Meanwhile, the most notable cooler-than-average temperature departures from average were limited to parts of western Asia and Antarctica, where temperatures were at least 1.0°C (1.8°F) below the 1981–2010 average or cooler. According to the June 2019 percentiles map, cooler-than-average conditions were limited to parts of western Asia, Indonesia, across small areas in the Atlantic and North Pacific oceans, as well as the south-central contiguous United States. No land or ocean areas had record cold June temperatures. [NOAA/NCEI global analysis accessed July 23, 2019]
"The science is sobering—the global temperature in 2012 was among the hottest since records began in 1880. Make no mistake: without concerted action, the very future of our planet is in peril."
NOAA/NCEI annual global analysis for 2018:
The 2017 average global temperature across land and ocean surface areas was 0.84°C (1.51°F) above the 20th century average of 13.9°C (57.0°F), behind the record year 2016 (+0.94°C / +1.69°F) and 2015 (+0.90°C / +1.62°F; second warmest year on record) both influenced by a strong El Niño episode. The year 2017 is also the warmest year without an El Niño present in the tropical Pacific Ocean.

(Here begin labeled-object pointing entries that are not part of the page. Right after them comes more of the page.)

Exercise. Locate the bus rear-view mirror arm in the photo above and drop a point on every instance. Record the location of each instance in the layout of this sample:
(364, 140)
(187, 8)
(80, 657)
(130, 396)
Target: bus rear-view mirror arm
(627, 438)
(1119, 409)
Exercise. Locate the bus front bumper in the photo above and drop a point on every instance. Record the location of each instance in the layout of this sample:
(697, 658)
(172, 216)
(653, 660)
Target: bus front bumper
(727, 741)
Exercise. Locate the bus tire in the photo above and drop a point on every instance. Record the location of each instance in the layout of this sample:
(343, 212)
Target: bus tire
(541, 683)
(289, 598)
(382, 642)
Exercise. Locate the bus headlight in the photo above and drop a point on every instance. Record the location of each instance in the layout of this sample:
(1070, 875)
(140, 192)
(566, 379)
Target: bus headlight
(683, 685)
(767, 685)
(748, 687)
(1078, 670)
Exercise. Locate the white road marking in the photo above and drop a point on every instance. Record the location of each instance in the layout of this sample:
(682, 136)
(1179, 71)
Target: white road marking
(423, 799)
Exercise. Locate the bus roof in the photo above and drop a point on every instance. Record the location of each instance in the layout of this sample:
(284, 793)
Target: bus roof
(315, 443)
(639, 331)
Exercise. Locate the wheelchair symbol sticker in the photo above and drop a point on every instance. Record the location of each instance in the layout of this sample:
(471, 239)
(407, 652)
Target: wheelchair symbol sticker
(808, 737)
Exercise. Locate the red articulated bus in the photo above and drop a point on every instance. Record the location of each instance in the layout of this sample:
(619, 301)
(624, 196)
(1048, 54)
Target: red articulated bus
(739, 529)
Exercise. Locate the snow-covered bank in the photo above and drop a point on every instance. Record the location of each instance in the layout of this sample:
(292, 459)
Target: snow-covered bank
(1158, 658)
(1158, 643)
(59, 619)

2017 also marks the 41st consecutive year (since 1977) with global land and ocean temperatures at least nominally above the 20th century average, with the six warmest years on record occurring since 2010. Since the start of the 21st century, the global temperature has been broken five times, three of those being set back to back (2014–2016). The yearly global land and ocean temperature has increased at an average rate of 0.07°C (0.13°F) per decade since 1880; however, the average rate of increase is twice as great since 1980. From 1900 to 1980 a new temperature record was set on average every 13.5 years; however, since 1981 it has increased to every 3 years.
Overall, the global annual temperature has increased at an average rate of 0.07°C (0.13°F) per decade since 1880 and at an average rate of 0.17°C (0.31°F) per decade since 1970."
[NOAA/NCEI global analysis for 2018 accessed February 18, 2019].
"Globally-averaged temperatures in 2015 shattered the previous mark set in 2014 by 0.23 degrees Fahrenheit (0.13 Celsius). Only once before, in 1998, has the new record been greater than the old record by this much."
~ NASA Goddard Institute for Space Studies [NASA post of January 20, 2016]
Before the end of 2015, scientists projected that average global temperature increase for 2015 will exceed 1°C above pre-industrial levels. The years 1850-1990 are used as the pre-industrial baseline by the MET Office and Climate Research Unit at the University of East Anglia in the UK. The MET Office released this statement in November 2015:
"This year marks an important first but that doesn't necessarily mean every year from now on will be a degree or more above pre-industrial levels, as natural variability will still play a role in determining the temperature in any given year. As the world continues to warm in the coming decades, however, we will see more and more years passing the 1 degree marker - eventually it will become the norm."